Sunday, November 15, 2009

Quests For Legendary Gems and Jewels

I purchased the double-disk set of Conan the Barbarian and Conan the Destroyer last week, and we watched "the Barbarian" friday night.

In Conan the Barbarian, Conan, Valeria and Subotai steal the legendary "Eye Of The Serpent" jewel from Thulsa Doom's Snake Cultists, and Valeria keeps it.

That got me to thinking about gems and jewels in Dungeons and Dragons: specifically, the lack of quests or adventures related to the recovery of legendary gems and jewels, and the absence of named jewels and jewelry. In D&D, most jewels and jewelry are immediately fenced and converted into cash, or, used as cash themselves. The jewels and jewelry treasures are usually described fairly generically, with, at most, the type of jewel or jewelry and the gp value disclosed. I can't think of very many ocassions where the jewels and jewelry were kept by the characters, for their own pleasure, or where the players discovered that the items had an interesting backstory.

This is unfortunate, particularly considering the classic image from the cover of the original AD&D players handbook, showing several thieves prying a huge gem from the eye of the temple's idol. Shouldn't those jewels have had some interesting name or backstory?

Magic Realm, one of my favorite games, has several named jewels and pieces of jewelry that the players can discover. Those include the "Eye of the Moon", "Blasted Jewel", "Dragonfang Necklace", "Eye of the Idol", "Glimmering Ring", "Glowing Gem", "Regent of Jewels", and the "Timeless Jewel".

I think it would be interesting to give backstories and names to the larger jewels and more valuable pieces of jewelry, and plant rumours periodically on where they may be found. Players may be more apt to keep those items if they have some interesting history behind them, or at least appreciate them more, prior to selling them off.

9 comments:

Andreas Davour said...

A really good idea! I have lamented the fact that magic items have become commodity, and this is also insightful.

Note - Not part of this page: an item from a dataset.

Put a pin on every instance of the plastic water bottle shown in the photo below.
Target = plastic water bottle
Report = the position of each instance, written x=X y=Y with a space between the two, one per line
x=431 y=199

I think I need to write a new adventure, incorporating all the good advice I've read in blogs the last year! :)

Christian said...

I agree. This is a great idea. A stack of 3,000 gp might get ho hum after a while, but a single jewel with a great history would get a character's interest.

Fenway5 said...

Agreed, I have abandoned completely the common as rain in Seattle +X weapon/armor. In fact I do not give out much magical stuff at all. Those sorts of items (should be) are legendary! A magical item needs a name, a back story, and an effect beyond +1 to damage or +1 to hit. That keeps the special and treasured! I also write a brief section on my philosophy of rewarding treasure to players and doing it slowly so that it feels like treasure, not like pocket lint. Same should be true for storied gems and jewelry.

JB said...

A giant black pearl is the whole motivation for launching an expedition to the Isle of Dread in the classic module X1. I have seen players sell off half their treasure to invest in a ship and crew...all for a gem worth a few thousand (not nearly enough to recoup the investment)!

Carter Soles said...

Like Fenway5, I am pretty stingy with magic items and gems in my campaigns (probably a wee bit stingy with treasure, period) and I strongly believe that magical items of any kind, or even mundane items of exceptional value, should always be named and have back-stories. I like your linkage of this concept back to the first CONAN film and the 1e PH cover -- nicely done. It may inspire me to come up with a few legendary Arandish gemstones. . .

Lord Gwydion said...

In my recent occasional games of Classic D&D with my board game group, a couple of the women in the group decided they DID want to keep the jewelry they found, rather than convert to cash.

I split treasure XP evenly no matter who keeps it, so the other players were cool with that. So when I was writing rumors for my sandbox, I included some rumors of famous gems and jewels. I figure, most rumors are about the monsters to be fought, but since PCs are treasure hunters, and the girls seem to dig getting the bling, I'd include some rumors of what the treasures were to be had.

I also make sure every magic weapon, wand/staff/rod, or magic armor has a bit of description, a name, and some history or legends surrounding it to make them special.

WV: beadad--sounds like some mysterious gem that needs to be looted from a witch-king's tomb to me!

John L. Williams said...

I like the idea of treasure with a story. Most famous gems and treasure in our world have stories and curses associated with them, so it makes perfect sense to do this in game.

Also, Conan is awesome.

Obiri said...

Ironically enough back in those long ago days of playing B/E/C/M D&D, the PCs found a huge gemstone. The lead PC claimed it and made it the center piece of the vault in his stronghold.

It didn't have much back story but it did form the basis of a couple more adventures as a high level group of thieves once tried to make off with it.

Gems nowadays just get sold off as loot immediately.

A Paladin In Citadel said...

Thanks, your comments and observations have convinced me that I need to come up with a couple of interesting "fabled" jewels and jewelry, with backstories, for inclusion in my sand-box "rumours" list!